Reconstructing velocity and pressure from sparse noisy particle tracks using Physics-Informed Neural Networks

TL;DR

This paper presents a Physics-Informed Neural Network approach for reconstructing velocity and pressure fields from sparse, noisy particle tracks in fluid mechanics, outperforming existing methods in accuracy and robustness.

Contribution

The paper introduces a novel PINN-based method that incorporates Navier-Stokes equations for improved reconstruction of velocity and pressure from experimental data.

Findings

PINNs accurately reconstruct velocity and pressure fields.

The method is robust to noise and sparse data.

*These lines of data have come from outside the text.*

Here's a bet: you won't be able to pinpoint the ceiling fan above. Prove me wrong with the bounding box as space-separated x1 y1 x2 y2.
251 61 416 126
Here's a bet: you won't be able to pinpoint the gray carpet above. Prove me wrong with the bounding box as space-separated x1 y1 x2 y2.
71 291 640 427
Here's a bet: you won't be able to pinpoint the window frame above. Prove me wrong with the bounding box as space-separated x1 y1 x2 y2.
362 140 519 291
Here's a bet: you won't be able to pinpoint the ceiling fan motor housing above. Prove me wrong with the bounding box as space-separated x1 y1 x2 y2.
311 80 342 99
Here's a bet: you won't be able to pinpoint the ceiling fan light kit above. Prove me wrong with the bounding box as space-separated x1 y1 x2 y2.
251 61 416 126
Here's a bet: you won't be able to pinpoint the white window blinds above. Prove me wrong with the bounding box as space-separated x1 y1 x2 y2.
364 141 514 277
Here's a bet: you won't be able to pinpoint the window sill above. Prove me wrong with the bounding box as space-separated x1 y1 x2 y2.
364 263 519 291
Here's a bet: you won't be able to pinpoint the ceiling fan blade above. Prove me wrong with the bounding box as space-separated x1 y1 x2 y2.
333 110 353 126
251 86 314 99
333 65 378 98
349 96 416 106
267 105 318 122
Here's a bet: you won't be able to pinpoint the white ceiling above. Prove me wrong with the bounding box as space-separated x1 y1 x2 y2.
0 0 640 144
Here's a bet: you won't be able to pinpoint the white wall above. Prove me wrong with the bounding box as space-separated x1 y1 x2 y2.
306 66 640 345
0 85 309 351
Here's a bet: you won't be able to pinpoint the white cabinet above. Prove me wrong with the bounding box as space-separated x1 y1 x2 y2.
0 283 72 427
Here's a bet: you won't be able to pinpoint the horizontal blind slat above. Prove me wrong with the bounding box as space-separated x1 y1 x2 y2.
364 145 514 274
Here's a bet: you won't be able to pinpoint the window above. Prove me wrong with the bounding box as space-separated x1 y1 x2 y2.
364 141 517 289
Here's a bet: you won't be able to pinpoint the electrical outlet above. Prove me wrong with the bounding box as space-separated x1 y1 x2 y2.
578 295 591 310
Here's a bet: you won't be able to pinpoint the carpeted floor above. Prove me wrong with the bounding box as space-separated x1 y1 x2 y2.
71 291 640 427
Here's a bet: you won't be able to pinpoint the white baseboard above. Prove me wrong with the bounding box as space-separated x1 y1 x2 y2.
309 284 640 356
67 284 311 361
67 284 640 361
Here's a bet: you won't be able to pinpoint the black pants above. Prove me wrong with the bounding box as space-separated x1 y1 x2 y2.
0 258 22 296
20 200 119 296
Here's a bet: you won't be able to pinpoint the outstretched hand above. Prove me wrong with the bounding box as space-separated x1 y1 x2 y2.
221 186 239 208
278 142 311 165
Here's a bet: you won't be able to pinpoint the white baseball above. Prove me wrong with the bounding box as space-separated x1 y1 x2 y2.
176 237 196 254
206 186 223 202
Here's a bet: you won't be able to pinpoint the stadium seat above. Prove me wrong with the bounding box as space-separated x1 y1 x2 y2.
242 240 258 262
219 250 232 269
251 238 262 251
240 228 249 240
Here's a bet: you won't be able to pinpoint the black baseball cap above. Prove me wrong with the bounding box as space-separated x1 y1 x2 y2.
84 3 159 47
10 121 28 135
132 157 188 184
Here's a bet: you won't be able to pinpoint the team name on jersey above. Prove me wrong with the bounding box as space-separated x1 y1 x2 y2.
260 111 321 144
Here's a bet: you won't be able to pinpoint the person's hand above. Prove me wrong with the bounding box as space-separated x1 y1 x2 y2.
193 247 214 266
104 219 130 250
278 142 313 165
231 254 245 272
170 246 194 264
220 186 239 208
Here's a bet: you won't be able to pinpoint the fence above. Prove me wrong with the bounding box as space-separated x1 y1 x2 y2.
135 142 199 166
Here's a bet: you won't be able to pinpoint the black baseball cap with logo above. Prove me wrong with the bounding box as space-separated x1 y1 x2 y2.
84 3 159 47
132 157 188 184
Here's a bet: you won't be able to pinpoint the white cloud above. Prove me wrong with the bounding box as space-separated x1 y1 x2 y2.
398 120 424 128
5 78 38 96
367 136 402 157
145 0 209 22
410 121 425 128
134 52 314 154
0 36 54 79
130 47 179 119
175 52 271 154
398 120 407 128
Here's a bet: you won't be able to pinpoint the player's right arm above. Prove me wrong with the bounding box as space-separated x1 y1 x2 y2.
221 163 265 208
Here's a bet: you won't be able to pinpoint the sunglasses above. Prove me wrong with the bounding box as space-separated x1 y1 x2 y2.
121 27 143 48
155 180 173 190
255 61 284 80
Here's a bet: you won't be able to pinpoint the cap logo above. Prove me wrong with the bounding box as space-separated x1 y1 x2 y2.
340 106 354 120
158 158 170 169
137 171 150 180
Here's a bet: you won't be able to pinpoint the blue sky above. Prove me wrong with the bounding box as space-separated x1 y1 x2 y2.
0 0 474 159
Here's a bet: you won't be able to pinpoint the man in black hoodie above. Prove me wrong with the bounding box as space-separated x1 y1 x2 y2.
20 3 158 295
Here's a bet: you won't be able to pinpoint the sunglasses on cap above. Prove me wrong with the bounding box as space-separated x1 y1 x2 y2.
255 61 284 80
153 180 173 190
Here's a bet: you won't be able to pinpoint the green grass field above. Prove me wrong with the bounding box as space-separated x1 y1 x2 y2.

Outperforms the state-of-the-art in various conditions.

Abstract

Volume-resolving imaging techniques are rapidly advancing progress in experimental fluid mechanics. However, reconstructing the full and structured Eulerian velocity and pressure fields from sparse and noisy particle tracks obtained experimentally remains a significant challenge. We introduce a new method for this reconstruction, based on Physics-Informed Neural Networks (PINNs). The method uses a Neural Network regularized by the Navier-Stokes equations to interpolate the velocity data and simultaneously determine the pressure field. We compare this approach to the state-of-the-art Constrained Cost Minimization method [1]. Using data from direct numerical simulations and various types of synthetically generated particle tracks, we show that PINNs are able to accurately reconstruct both velocity and pressure even in regions with low particle density and small accelerations. PINNs are also robust against increasing the distance between particles and the noise in the measurements, when studied under synthetic and experimental conditions.